Will Google's "Home Page" Patent Embolden Patent Abuse?

Greetings. I've written many times regarding abuses of the U.S. patent system. (Here's a Wired column of mine on the topic from 2002: Stop the Patent Process Madness.)

For years, we've watched as the patent system has been turned into a confused mess, where seemingly trivial and commonplace concepts have been awarded patents, the existence of obvious prior art notwithstanding.

The problem has been particularly acute in the areas of software and other technology intellectual property patents, and business method patents. The situation is insane that small firms are terrified of bringing new products to market for fear of infringement lawsuits, and larger firms just plow ahead assuming that they can work out licensing rights later, even from the lowest-of-the-low "stealth" patent perpetrators.

So the patent just awarded to Google for their home page must be viewed in the context of broader patent process problems.

A major patent law blog argues today that Google's Home Page patent -- as a "design" patent -- is something of a paper tiger:

"Design patents have severely limited scope, only cover ornamental designs rather than technological advances, and are very frequently found invalid when challenged in court. The USPTO has been granting design patent protection for screen shots and icons for many years. However, to my (limited) knowledge, none of those design patents have ever been enforced in court.
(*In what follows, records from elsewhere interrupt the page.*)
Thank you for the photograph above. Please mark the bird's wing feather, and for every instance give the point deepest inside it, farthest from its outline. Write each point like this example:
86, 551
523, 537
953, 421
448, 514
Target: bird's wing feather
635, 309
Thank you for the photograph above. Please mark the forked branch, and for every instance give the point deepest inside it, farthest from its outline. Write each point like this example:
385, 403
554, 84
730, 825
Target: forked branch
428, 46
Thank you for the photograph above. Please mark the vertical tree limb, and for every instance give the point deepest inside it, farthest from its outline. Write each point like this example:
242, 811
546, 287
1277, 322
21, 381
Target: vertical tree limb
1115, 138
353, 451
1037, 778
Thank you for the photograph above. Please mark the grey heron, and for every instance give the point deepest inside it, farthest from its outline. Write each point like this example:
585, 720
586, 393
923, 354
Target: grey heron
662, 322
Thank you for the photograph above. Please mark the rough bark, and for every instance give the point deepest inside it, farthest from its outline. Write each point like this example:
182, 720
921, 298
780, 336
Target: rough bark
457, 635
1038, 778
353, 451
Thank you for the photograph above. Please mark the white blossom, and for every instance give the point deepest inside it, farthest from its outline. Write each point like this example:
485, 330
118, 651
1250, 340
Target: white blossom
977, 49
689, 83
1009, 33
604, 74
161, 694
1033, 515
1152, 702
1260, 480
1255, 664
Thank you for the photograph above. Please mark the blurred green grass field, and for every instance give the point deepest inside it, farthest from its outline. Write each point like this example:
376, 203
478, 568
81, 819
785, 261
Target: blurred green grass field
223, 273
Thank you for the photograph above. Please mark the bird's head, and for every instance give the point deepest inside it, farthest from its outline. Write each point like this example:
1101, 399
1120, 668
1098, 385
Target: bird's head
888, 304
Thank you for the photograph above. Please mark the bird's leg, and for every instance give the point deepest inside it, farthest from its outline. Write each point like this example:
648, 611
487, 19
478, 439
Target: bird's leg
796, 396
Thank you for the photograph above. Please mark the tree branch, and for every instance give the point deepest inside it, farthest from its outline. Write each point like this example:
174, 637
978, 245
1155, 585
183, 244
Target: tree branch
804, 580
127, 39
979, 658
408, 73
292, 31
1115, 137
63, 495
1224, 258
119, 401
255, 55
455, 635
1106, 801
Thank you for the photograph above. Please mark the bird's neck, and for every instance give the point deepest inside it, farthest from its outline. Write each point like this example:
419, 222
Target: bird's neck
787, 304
As with most design patents, it appears that during prosecution, the PTO never issued a substantive rejection based on novelty or obviousness."

The apparent lack of a functional "novelty or obviousness" requirement is, well, pretty obvious if we look at prior art, for example, the Lycos Home Page circa 1996. Yes, there are some small ads on the Lycos page, but fundamentally it's a quite utilitarian layout that would be easily recognized by most observers as at least falling into the same category as Google's Home Page.

So does the Google Home Page patent really matter?

After all, Google historically has certainly not been a rabid enforcer of its patents, and generally worked hard to maintain a very community-positive orientation toward its works, with many of them explicitly open-sourced for the benefit of the world.

And it could most certainly be argued that what Google is really doing with this design patent is simply providing another layer of protection against bold and direct ripoffs of substantive Google intellectual property graphical designs.

In fact, it's not Google's own actions regarding the possible enforcement of this patent that concern me -- I don't expect anything approaching a heavy-handed enforcement regime at all.

What I am concerned about in this context is the message that the granting of this patent sends to the community more broadly, and its possible second-order effects of triggering the filing of ever more patent applications with ever more constricting and expensive impacts, especially outside the confines of the "design" patent category itself.

Similarly, the emboldening of serious patent abusers, operating from their selfish and self-centered points of view, and with a misinterpreted "What's good for Google will be even better for us!" attitude, is a significant potentially negative second-order effect.

Basically, I find it difficult to endorse actions -- even ones that seem essentially benign and limited when viewed in isolation -- but that may have the effect of exacerbating the ongoing patent mess by inspiring (or unintentionally helping to justify) the actions of others who may have seriously greedy intents.

So while it's understandable why Google chose to use a design patent to protect its home page, the fact that they felt it necessary to use the patent system for this purpose in the first place is yet another red flag that the patent process has morphed into a mutated caricature of its original purpose.

The use of the patent system as a universal "protect anything and everything" mechanism carries with it enormous costs to society at large. Despite the best efforts of the USPTO, the system has spun out of control and is in desperate need of major changes that go far beyond current reform efforts, followed by a total reboot.